History of Cheltenham Racecourse


Racing at Cheltenham dates back over two-hundred years. The first official horse race in Cheltenham was in fact a flat race, which took place in 1815 on Nottingham Hill. Racing also began to unfold on Cleeve Hill - which overlooks Prestbury Park (the course we know today), three years later in August 1818.

The popularity in the sport began to increase over the next decade with crowds of 30,000 visiting the racecourse for its annual two-day July meeting, which featured the old Gold Cup - a 3m flat race.

The racecourse was moved to Prestbury Park in 1831 after major disruption at the old course led to the main grandstand being burned down. Steeplechasing became established in nearby Andoversford from 1834 and moved to the present course in 1898, and has since been known, as the headquarters for jumps racing.

The stands at Prestbury Park have changed very little between the 1920's and the 1950's when the National Hunt Steeplechase course ran behind the back of the stands. The original Tattersalls Grandstand was opened in 1960 to cope with the growing crowds.

The Weighing Room was underneath the Festival Restaurant and the Winners Enclosure above the Parade Ring. During this period the centre of the racecourse was developed and became a popular raceday enclosure. The main Grandstand was completed in 1979 and extended twice in the 1980s.

The top two levels were dedicated entirely to private hospitality, and in 1982 the Parade Ring, Weighing Room and Hurdlers Hall were built behind the stands with terraced viewing for 4,000. The new stables complex was opened in 1990, with the Pre-Parade Ring used for the first time in 1992 and Hall of Fame Entrance officially opened in 1993.

Cheltenham Festival Race
Cheltenham Stands

The main racecourse has two separate courses alongside each other, the Old Course and the New Course. The New Course has a tricky downhill fence and a longer run-in for steeplechases than the Old Course.

Hurdle races over two miles on the New Course also have a slight peculiarity in that most of the hurdles are jumped early on in the race with only two hurdles being jumped in the last seven furlongs.

The Cross Country Course was introduced in 1995 and is now raced on three times each season, including at The Festival (Cross Country Chase). The race weaves around the centre of the course with natural obstacles including hedges, banks and ditches, and is a great preparation run for the Grand National at Aintree in April.

In 1997, the original Tattersalls Grandstand was knocked down and replaced with tiered viewing and the Panoramic Restaurant which boasts spectacular views across the racecourse.
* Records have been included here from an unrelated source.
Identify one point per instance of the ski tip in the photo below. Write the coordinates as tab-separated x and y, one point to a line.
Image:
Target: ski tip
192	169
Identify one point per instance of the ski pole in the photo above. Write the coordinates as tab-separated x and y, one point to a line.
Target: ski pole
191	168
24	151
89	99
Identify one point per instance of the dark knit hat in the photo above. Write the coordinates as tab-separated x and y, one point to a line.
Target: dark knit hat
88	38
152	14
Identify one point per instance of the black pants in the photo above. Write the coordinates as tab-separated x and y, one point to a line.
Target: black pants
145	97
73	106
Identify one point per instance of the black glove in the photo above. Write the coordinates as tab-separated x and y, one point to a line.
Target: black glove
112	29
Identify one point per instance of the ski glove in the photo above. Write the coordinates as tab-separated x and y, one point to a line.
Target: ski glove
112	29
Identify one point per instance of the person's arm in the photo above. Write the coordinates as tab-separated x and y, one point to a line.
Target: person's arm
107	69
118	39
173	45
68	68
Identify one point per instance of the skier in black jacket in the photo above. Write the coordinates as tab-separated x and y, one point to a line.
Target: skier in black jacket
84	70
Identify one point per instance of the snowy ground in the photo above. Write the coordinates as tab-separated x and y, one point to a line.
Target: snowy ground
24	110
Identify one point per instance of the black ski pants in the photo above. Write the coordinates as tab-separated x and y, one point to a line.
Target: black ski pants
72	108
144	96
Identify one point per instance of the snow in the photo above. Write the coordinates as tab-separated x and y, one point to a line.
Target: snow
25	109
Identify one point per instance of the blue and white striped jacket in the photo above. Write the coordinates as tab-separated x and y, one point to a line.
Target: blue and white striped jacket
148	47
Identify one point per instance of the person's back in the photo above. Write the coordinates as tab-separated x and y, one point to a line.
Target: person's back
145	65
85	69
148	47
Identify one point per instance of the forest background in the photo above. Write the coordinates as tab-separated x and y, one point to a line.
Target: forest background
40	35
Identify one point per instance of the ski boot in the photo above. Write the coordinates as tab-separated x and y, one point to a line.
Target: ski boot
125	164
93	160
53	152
During 2003-2004, £3 million was invested in the Best Mate Enclosure in the centre of the racecourse, giving a new grandstand and arguably one of the best views of racing. During the same period, £17 million was invested in providing additional race day facilities with The Centaur, a new conference and events centre. Accommodating up to 4,000 visitors, The Centaur is the biggest venue of its kind.

In 2005, the iconic Festival was successfully extended to four days. Cheltenham has now completed the £45 million redevelopment of the course, which opened in November 2015. 

The Festival is worth an estimated £100m to the local economy and hosts the largest tented village of any kind at a sporting event. Prize money at Cheltenham exceeds £6m throughout the season with £4 million of that on offer at The Festival alone, making it the most valuable and prestigious fixture in Jump racing.